Your Opinion: Response to Sampson on financial crisis

Dear Editor:

In his letter of Nov. 1 Steve Sampson complains, somewhat vituperatively, that I have not read his recommended book, “Reckless Endangerment” by Gretchen Morgenson and Joshua Rosner concerning the financial crisis of 2008.

I have now looked at reviews of the book, one by Robert Reich in the New York Times and one by John Tamny in Forbes Magazine. Reich, a professor at the University of California and former Secretary of Labor under President Clinton, is somewhat left-leaning. Tamny, a staff writer at Forbes who is associated with the Cato Institute, is very much right-leaning.

Both reviewers agree that the book, insofar as it goes, is accurate but that it presents only part of the picture.

“The real problem, which the authors only hint at, is that Washington and the financial sector have become so tightly intertwined that public accountability has all but vanished.” (Reich)

“Readers must continue to wait for the book that offers the true explanation of how we got here; an explanation that isn’t credibly found in Morgenson and Rosner’s Reckless.” (Tamny)

Morgenson, a business columnist for the New York Times, is a journalist and, so, has an eye for personal anecdotes. Rosner is an expert on housing finance and, so, has an eye for, well, housing finance.

It is like the carpenter who only has a hammer. To him everything looks like a nail. To Morgenson and Rosner everything looks like a personal anecdote or housing finance.

There was more to the crisis than that. For one thing there was the role of sophisticated financial engineering, the development and use of collateralized debt obligations, credit default swaps, and other complex financial products.

For a more complete analysis of the crisis I recommend “13 Bankers” by Simon Johnson, an economic professor at MIT and former chief economist at the IMF, and James Kwak, formerly a consultant for McKinsey & Company and a software entrepreneur.

Mr.

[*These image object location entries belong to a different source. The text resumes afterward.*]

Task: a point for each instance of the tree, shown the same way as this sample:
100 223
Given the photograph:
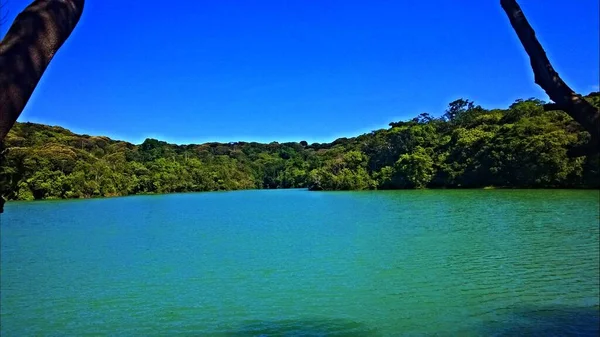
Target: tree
548 79
33 39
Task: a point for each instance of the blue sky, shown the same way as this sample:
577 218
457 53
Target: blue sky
199 71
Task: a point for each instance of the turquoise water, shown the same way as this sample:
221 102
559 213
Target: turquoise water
299 263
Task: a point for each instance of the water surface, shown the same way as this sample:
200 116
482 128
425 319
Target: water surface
299 263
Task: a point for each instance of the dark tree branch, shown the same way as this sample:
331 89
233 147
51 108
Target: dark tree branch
549 80
28 47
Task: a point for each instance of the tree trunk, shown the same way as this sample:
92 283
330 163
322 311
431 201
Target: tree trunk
28 47
548 79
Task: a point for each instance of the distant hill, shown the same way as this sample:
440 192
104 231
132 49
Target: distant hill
521 146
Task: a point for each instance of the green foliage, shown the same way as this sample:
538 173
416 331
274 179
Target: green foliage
521 146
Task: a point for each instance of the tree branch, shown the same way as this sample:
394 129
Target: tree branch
26 50
548 79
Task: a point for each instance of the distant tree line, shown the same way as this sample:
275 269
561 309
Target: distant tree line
468 147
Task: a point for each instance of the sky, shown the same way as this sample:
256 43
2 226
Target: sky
191 71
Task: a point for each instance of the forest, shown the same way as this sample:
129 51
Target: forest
468 146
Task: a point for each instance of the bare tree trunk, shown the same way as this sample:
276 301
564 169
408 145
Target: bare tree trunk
548 79
28 47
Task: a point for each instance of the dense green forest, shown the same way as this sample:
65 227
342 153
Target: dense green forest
467 147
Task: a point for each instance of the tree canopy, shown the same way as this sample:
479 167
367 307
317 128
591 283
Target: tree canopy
468 146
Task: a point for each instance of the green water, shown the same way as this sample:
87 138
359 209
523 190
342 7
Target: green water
299 263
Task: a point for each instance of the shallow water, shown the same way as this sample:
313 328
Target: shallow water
299 263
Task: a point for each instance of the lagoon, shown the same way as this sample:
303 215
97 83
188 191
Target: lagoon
300 263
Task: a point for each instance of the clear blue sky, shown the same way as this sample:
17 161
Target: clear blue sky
197 71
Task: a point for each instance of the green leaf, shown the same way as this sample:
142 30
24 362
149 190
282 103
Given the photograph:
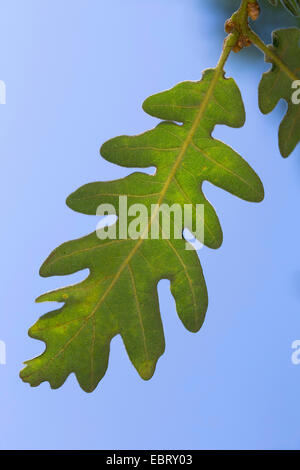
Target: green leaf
120 294
276 85
293 6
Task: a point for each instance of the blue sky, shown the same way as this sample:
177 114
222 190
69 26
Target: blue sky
76 74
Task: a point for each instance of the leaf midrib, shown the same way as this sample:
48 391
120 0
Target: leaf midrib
175 167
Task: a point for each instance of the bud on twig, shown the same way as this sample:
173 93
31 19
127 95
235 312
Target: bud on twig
253 10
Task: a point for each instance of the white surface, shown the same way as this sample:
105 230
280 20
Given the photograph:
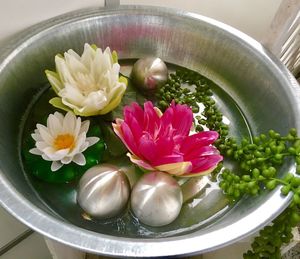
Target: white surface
9 228
33 247
250 16
16 15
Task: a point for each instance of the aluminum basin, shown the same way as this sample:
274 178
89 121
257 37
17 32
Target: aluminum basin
260 85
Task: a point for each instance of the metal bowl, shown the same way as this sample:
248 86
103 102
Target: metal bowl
261 86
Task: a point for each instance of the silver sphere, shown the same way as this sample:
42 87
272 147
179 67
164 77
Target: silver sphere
156 199
103 191
148 73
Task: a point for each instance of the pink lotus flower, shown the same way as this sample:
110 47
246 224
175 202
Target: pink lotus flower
162 142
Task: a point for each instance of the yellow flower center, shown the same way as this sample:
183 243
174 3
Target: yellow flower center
64 141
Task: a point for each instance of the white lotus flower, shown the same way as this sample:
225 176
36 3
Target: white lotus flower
87 85
63 140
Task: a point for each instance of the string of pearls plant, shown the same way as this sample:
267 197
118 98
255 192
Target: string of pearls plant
258 160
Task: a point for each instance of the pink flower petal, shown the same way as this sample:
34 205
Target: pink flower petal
175 168
167 160
151 119
165 146
141 163
135 127
182 118
199 151
203 138
204 163
134 110
147 147
128 138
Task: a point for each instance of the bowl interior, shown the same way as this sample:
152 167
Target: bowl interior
261 88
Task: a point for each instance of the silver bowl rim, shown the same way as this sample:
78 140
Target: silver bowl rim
187 244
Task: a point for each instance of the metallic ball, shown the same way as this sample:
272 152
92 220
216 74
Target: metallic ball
148 73
103 191
156 199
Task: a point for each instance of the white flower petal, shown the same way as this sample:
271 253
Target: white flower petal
45 157
60 117
75 65
55 155
92 140
45 134
67 160
84 126
54 124
36 136
79 159
56 165
74 54
41 145
69 123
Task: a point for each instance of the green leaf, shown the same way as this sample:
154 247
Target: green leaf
56 102
114 145
114 55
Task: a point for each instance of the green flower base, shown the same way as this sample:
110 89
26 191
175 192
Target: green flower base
42 169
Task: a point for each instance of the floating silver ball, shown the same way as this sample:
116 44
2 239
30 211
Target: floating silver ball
156 199
103 191
148 73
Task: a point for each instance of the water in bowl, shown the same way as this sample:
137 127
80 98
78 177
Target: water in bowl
198 211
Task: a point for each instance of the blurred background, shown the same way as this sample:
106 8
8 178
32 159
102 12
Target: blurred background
266 21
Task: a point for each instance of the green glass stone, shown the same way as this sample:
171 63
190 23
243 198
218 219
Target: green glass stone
67 173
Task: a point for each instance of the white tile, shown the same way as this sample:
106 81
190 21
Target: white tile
10 227
33 247
234 251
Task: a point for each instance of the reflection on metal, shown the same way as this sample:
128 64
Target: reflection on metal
15 241
284 37
112 3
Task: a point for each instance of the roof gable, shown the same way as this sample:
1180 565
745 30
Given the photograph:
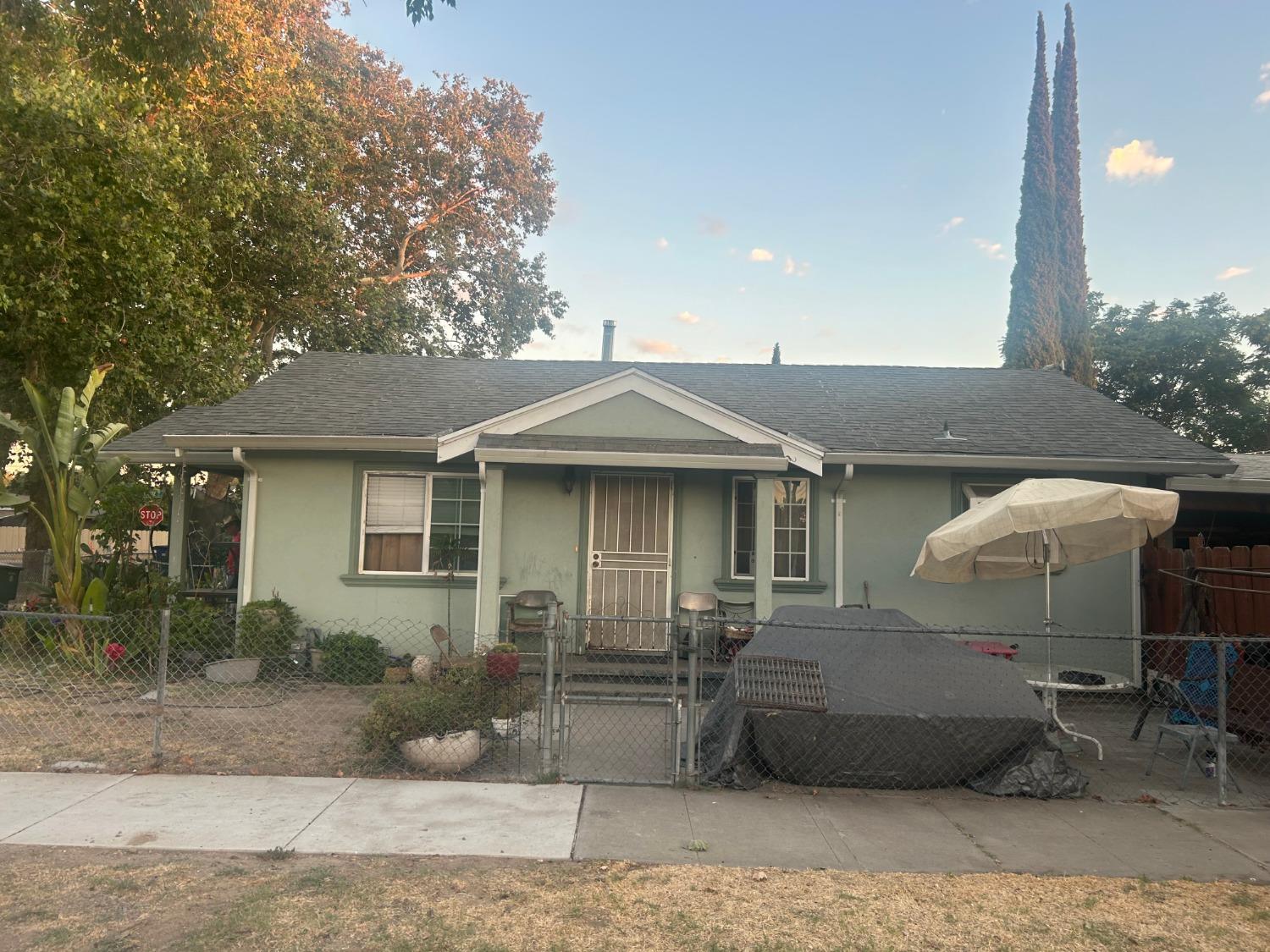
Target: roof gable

Sampson, you say you don’t know where I got my information in my letter of Oct.16. This is either an oversight or a misrepresentation as I clearly cited four sources, including “13 Bankers,” at the end of my letter.

You also jeer that I probably shy away from reading non-fiction. Having earned bachelors, masters, Ph.D., and law degrees, I think I have read as much or more non-fiction as you.